So why did I leave the theater so unmoved? How did a book, which aroused such an avalanche of emotional responses from its readers, become such a bloodless, bone-dry play?  First of all, it is important to note that, in reading the book, the voice of the California firebrand who wrote “Play It As It Lays’ and “The White Album,” could be heard sharply and poignantly, the voice of someone who is smart and searching, who has finally found a subject that exists beyond intellectual clarity. There was a horrifying howl of disbelief in the face of absolute truth. She touched upon the very thing that connects Joan Didion to anyone who has known what it feels like to lose those one loves. It was about her husband John Gregory Dunne and her beloved daughter Quintana, yes, but it was also about all our dead spouses, all our dying children. The obsession with minutiae became emblematic of a growing insanity, a pain beneath the pain. When she finally came through to the other side, the sanity she regained was a less orderly sanity than the one she knew before. The memoir was not about that discovery, but rather about the discovering itself.
In the theater, the voice we hear, luminous as Ms. Redgrave is, is the voice of a well-bred, name-dropping upper East Side matron, who has reasoned through her pain before she walked on stage, and wants to share what she has learned with her audience, because she is certain that what she has found out will be of interest to us. Of course, it is of interest to us, but it is only natural that we might feel somewhat patronized if we are, to a degree, being lectured to, rather than being asked to participate in the discovery of her anguish. Ms.
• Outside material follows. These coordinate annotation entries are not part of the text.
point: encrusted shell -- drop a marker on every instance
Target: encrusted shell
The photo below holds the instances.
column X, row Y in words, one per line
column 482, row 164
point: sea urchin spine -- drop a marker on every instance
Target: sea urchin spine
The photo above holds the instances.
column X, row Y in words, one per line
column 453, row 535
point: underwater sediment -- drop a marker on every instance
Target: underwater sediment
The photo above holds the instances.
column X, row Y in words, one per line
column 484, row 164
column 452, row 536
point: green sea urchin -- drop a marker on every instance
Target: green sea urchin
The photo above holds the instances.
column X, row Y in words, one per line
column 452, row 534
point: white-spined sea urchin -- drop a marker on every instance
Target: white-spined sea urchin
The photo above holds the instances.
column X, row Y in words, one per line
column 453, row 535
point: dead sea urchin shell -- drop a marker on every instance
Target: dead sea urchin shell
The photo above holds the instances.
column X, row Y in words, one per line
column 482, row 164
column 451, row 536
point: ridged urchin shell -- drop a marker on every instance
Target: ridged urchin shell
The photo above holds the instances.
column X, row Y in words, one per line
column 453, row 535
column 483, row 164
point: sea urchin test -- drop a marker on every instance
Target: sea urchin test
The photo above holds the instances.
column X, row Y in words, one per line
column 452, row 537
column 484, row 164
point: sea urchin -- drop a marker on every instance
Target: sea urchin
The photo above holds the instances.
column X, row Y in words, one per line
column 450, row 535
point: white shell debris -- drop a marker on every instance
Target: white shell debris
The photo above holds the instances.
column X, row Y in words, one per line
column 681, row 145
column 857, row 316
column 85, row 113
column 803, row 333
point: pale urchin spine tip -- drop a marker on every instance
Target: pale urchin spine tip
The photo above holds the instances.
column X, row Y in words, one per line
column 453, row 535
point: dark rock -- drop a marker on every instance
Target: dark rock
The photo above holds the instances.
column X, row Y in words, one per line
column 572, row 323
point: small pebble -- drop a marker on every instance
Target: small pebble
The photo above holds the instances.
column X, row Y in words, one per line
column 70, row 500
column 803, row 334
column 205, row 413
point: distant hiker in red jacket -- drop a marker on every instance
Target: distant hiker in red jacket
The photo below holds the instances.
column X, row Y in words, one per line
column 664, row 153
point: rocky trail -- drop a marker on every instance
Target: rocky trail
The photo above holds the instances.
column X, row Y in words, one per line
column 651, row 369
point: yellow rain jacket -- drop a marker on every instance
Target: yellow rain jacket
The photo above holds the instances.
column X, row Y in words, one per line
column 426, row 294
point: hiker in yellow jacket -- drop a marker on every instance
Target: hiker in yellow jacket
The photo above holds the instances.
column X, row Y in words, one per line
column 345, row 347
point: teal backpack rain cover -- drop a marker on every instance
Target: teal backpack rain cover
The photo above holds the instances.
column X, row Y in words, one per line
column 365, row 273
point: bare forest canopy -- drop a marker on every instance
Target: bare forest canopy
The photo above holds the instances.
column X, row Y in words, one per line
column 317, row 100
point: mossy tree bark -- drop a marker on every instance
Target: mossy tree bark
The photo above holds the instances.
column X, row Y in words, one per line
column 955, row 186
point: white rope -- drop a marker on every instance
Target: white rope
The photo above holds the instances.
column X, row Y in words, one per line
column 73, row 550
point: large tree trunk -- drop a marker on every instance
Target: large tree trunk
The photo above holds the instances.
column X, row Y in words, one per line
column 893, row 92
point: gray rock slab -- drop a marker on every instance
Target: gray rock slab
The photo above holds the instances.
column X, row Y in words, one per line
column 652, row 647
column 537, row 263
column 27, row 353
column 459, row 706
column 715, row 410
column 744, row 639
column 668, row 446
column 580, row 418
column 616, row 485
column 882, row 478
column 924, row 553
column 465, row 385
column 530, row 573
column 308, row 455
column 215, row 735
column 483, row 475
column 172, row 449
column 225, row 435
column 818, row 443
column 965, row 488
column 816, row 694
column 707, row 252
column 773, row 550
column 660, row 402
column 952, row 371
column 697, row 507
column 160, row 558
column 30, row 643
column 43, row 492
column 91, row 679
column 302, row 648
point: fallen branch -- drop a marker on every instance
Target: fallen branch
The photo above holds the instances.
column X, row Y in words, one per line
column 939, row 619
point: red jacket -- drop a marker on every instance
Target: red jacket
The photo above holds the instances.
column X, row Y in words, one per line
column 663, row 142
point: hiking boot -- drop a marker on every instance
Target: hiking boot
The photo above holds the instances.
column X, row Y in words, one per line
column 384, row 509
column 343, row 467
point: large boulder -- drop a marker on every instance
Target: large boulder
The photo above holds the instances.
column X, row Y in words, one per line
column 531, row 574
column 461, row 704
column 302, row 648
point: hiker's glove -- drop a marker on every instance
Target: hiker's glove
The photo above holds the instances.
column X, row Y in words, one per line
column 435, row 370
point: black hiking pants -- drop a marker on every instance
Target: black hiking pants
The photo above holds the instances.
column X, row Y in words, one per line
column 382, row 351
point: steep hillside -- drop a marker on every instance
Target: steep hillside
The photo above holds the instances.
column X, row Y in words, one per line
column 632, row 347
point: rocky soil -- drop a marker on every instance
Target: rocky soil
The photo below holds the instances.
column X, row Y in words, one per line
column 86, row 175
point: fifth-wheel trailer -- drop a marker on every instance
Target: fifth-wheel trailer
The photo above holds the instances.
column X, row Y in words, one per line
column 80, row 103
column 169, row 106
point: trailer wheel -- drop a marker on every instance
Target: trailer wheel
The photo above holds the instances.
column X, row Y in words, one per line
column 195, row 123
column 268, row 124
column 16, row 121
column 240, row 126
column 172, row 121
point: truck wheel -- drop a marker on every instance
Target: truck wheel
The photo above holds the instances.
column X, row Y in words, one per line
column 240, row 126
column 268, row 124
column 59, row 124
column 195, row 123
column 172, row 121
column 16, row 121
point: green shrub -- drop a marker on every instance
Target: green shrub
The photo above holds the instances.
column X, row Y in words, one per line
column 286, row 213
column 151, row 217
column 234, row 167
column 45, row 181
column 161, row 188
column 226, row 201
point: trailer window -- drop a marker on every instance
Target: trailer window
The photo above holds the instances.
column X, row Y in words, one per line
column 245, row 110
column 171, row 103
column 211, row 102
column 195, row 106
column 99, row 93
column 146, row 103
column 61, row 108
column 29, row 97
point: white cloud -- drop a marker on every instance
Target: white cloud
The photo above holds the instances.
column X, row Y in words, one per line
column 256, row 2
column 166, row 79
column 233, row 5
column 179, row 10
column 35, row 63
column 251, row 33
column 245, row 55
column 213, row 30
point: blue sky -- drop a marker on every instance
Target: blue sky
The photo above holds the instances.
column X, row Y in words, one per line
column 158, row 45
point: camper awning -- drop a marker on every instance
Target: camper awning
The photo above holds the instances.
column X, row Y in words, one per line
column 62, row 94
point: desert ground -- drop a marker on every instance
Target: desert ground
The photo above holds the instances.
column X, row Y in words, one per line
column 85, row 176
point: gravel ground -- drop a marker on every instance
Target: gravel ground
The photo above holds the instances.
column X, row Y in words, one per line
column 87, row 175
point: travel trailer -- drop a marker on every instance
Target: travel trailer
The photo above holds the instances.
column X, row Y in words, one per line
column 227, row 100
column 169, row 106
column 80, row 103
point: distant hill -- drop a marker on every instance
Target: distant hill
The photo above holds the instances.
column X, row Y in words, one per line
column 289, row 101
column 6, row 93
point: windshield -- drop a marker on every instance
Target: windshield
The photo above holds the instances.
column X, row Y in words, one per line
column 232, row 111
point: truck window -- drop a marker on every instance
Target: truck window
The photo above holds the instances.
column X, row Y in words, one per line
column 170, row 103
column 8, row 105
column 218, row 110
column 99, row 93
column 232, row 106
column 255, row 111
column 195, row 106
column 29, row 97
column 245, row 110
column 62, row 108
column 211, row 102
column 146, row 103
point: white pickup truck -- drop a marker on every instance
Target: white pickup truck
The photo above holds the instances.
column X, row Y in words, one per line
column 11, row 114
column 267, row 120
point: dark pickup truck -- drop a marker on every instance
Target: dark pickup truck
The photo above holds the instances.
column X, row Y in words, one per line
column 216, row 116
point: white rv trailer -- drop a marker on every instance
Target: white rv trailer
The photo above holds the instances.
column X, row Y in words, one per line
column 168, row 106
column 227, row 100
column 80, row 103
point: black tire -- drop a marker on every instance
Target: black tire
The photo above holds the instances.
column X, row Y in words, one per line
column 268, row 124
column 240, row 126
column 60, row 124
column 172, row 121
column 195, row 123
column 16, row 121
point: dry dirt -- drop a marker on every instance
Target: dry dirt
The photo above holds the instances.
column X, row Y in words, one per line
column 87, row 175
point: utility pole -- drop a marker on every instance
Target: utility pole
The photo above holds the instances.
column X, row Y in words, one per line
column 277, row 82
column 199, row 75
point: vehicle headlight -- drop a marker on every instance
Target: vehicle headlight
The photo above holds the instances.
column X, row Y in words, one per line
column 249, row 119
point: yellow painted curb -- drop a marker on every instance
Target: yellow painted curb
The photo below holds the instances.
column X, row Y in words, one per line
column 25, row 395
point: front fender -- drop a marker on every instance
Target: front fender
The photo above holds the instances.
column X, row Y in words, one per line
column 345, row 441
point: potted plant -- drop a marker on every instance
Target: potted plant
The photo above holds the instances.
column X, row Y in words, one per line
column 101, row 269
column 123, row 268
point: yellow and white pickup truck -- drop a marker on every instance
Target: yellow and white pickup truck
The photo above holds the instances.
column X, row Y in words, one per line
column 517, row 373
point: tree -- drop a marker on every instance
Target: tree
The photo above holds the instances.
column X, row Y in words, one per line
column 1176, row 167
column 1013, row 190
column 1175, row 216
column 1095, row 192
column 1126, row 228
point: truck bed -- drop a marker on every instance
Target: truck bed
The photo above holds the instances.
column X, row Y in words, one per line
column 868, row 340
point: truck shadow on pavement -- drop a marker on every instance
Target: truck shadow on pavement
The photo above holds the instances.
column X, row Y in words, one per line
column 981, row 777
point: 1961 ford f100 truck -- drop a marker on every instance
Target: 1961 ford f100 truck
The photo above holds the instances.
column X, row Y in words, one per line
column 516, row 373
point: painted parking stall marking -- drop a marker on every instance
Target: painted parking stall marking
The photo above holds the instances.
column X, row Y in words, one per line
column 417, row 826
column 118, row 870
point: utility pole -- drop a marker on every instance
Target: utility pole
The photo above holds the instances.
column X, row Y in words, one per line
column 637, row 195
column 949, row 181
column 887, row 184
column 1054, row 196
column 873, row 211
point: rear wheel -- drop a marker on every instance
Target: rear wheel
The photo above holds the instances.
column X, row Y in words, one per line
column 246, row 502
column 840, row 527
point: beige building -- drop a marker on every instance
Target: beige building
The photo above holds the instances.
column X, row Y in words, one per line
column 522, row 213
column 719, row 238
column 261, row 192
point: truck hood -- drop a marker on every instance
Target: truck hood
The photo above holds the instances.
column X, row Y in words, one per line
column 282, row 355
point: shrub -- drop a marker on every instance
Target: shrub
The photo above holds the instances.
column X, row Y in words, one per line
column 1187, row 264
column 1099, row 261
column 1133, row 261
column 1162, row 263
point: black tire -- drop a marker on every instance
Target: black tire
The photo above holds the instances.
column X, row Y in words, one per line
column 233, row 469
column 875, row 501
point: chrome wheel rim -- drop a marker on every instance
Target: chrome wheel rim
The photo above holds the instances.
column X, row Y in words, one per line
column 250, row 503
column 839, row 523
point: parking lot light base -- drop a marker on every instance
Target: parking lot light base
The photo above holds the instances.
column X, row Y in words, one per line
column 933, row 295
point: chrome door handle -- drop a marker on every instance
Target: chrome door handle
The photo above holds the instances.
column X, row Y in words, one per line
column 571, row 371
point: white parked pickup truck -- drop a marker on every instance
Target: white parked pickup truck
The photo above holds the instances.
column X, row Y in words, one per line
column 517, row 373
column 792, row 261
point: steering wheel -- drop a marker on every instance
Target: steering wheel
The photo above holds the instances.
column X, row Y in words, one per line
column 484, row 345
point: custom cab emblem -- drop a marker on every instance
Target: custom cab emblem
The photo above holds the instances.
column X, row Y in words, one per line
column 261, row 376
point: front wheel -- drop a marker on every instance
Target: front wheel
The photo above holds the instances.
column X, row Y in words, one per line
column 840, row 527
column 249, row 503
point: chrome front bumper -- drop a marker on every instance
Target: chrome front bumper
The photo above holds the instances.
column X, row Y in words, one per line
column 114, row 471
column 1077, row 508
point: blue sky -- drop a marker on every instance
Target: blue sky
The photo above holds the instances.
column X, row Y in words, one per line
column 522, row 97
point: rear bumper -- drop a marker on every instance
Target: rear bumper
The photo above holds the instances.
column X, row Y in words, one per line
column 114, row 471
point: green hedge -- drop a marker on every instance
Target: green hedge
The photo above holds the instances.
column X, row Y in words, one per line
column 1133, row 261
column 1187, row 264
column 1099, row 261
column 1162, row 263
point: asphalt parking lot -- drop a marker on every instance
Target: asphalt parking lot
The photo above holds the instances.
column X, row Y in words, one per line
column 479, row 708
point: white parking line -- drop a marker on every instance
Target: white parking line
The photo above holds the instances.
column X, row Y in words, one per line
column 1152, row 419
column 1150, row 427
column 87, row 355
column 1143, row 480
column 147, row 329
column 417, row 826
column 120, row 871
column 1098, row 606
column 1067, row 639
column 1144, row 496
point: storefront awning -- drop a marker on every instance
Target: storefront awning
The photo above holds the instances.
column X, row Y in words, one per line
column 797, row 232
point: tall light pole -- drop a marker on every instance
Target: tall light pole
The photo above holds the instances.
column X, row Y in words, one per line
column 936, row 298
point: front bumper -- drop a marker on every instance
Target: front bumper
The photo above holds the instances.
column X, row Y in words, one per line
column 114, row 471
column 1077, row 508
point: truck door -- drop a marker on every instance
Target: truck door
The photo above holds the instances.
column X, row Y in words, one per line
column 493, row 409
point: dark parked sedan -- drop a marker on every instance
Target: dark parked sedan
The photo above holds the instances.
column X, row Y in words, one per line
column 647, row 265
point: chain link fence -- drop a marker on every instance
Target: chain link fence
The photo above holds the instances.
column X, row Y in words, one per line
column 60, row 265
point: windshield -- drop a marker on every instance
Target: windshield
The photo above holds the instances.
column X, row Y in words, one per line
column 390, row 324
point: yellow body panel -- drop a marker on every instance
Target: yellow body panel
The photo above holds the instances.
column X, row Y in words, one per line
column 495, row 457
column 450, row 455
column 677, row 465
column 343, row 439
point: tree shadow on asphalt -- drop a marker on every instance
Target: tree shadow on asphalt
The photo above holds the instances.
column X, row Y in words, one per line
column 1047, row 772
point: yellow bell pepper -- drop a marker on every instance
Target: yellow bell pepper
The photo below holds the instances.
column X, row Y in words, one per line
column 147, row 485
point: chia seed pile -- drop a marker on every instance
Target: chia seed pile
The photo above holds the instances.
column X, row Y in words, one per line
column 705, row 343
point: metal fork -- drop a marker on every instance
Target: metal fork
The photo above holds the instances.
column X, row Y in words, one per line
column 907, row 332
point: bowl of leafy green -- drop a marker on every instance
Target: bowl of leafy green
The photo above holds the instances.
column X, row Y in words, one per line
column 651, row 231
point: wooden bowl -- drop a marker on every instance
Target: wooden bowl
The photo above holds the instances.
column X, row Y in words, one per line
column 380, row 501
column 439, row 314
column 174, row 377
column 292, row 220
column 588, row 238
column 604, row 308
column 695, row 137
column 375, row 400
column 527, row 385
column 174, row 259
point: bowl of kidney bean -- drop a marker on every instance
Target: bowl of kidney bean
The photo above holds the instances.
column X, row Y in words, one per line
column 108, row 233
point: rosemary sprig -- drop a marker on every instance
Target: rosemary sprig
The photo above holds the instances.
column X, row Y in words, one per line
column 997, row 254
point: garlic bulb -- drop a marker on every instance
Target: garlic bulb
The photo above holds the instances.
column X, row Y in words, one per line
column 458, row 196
Redgrave, one of the few actresses capable of getting her hands dirtied, is not given a chance to do so here – and the result is that we don’t, either.  One admires the artists involved for avoiding sentimentality at all costs, but the final image of the play does not move or haunt us because it makes too much of Ms. Didion’s tragedy and not enough of the heartbreak we all share with Ms. Didion.
The entire evening reeks of refinement. It is far too elegant, too well-bred, too tasteful. It is as if we have been offered a gift. The package comes beautifully wrapped, and when we are asked to carefully open it, we find inside a Special Edition of “The Year of Magical Thinking.” We touch it. We feel it. We turn to the inside. The pages are blank. We must return to our bookshelves and find the dog-eared copies of the book we read and loved and remind ourselves that magic doesn’t come in a package, no matter how beautifully wrapped it may be. A work of art, in this instance, has been transformed into an art piece.  One has life in it; the other just sits there, waiting to be admired. You choose which is preferable.